PARIS (AFP) - 25/10/2007

L'Union professionnelle artisanale (UPA) s'est montrée très critique jeudi lors de son congrès à l'égard des propositions de la commission Attali concernant la grande distribution estimant que leur application mettrait en péril l'existence du commerce de proximité.

"Nous vous demandons d'être très prudents sur les propositions de la commission Attali que je me permets de qualifier de simplistes", a déclaré le président de l'UPA Pierre Martin en s'adressant au Premier ministre François Fillon, présent au congrès.

La Commission pour la libération de la croissance française (CLCF), présidée par Jacques Attali, propose notamment la suppression des lois Galland et Royer-Raffarin sur le commerce et l'implantation des grandes surfaces, ce qui aboutirait notamment à la fin de l'interdiction de la revente à perte. La commission souhaite également restaurer la liberté des négociations commerciales entre distributeurs et fabricants.

Des mesures "suicidaires" qui, si elles venaient à être appliquées, "conduiraient à opposer artisanat, commerce de proximité et fabricant d'un côté, grande distribution de l'autre", a fustigé le numéro un de l'UPA qui a trouvé un allié en la personne de Jean-Pierre Raffarin, venu participer aux débats.

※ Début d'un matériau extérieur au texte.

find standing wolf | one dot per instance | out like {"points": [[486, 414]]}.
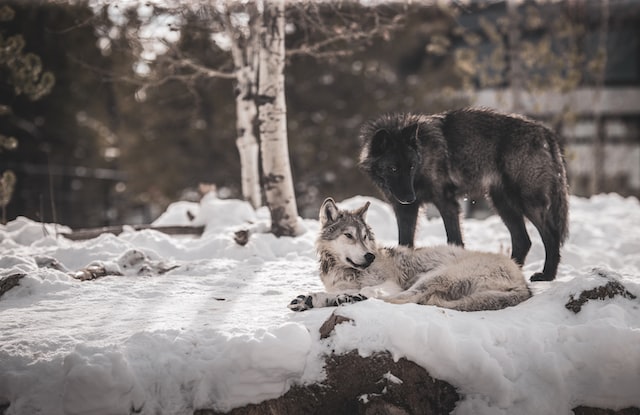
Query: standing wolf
{"points": [[353, 267], [416, 159]]}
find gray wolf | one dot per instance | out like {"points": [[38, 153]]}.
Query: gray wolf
{"points": [[416, 159], [353, 268]]}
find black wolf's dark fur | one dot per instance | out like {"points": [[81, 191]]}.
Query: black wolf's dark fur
{"points": [[416, 159]]}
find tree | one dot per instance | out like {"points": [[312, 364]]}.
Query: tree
{"points": [[253, 35], [23, 72], [278, 182]]}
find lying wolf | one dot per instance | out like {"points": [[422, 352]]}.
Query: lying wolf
{"points": [[354, 268], [417, 159]]}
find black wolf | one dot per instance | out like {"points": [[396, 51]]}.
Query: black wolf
{"points": [[416, 159]]}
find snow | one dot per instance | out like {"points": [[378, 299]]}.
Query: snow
{"points": [[202, 322]]}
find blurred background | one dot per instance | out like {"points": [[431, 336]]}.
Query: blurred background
{"points": [[109, 111]]}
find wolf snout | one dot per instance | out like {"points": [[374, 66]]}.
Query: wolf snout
{"points": [[369, 257]]}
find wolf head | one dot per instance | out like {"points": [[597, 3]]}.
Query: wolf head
{"points": [[345, 236], [390, 154]]}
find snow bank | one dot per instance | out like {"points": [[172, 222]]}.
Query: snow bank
{"points": [[194, 323]]}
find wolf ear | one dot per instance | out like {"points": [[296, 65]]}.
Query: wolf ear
{"points": [[411, 133], [362, 211], [328, 211], [380, 142]]}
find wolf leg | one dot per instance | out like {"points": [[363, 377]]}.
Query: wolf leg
{"points": [[406, 216], [450, 211], [513, 218], [305, 302], [551, 242]]}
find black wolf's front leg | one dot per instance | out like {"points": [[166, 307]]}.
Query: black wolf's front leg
{"points": [[305, 302], [406, 217]]}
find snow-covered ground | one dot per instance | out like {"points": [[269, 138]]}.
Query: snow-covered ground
{"points": [[203, 323]]}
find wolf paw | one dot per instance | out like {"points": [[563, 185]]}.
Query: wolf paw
{"points": [[349, 298], [539, 276], [301, 303]]}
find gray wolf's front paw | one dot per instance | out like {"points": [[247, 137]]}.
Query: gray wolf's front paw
{"points": [[349, 298], [301, 303]]}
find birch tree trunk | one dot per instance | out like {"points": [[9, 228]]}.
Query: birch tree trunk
{"points": [[277, 178], [246, 60], [247, 143]]}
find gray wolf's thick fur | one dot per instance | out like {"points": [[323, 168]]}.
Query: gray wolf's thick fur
{"points": [[416, 159], [353, 267]]}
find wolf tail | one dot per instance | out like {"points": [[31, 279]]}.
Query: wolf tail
{"points": [[483, 300]]}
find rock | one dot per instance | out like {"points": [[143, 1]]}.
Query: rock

"Ce qui est dangereux dans ce que propose la commission Attali, c'est cette logique unique. A logique unique, pensée unique", a critiqué à son tour l'ancien Premier ministre, jugeant aussitôt "très préoccupante" l'économie "de nivellement" que propose selon lui la commission Attali.

Selon M. Fillon, "il est hors de question d'opposer les structures de proximité à la grande distribution mais il est hors de question aussi de ne rien faire".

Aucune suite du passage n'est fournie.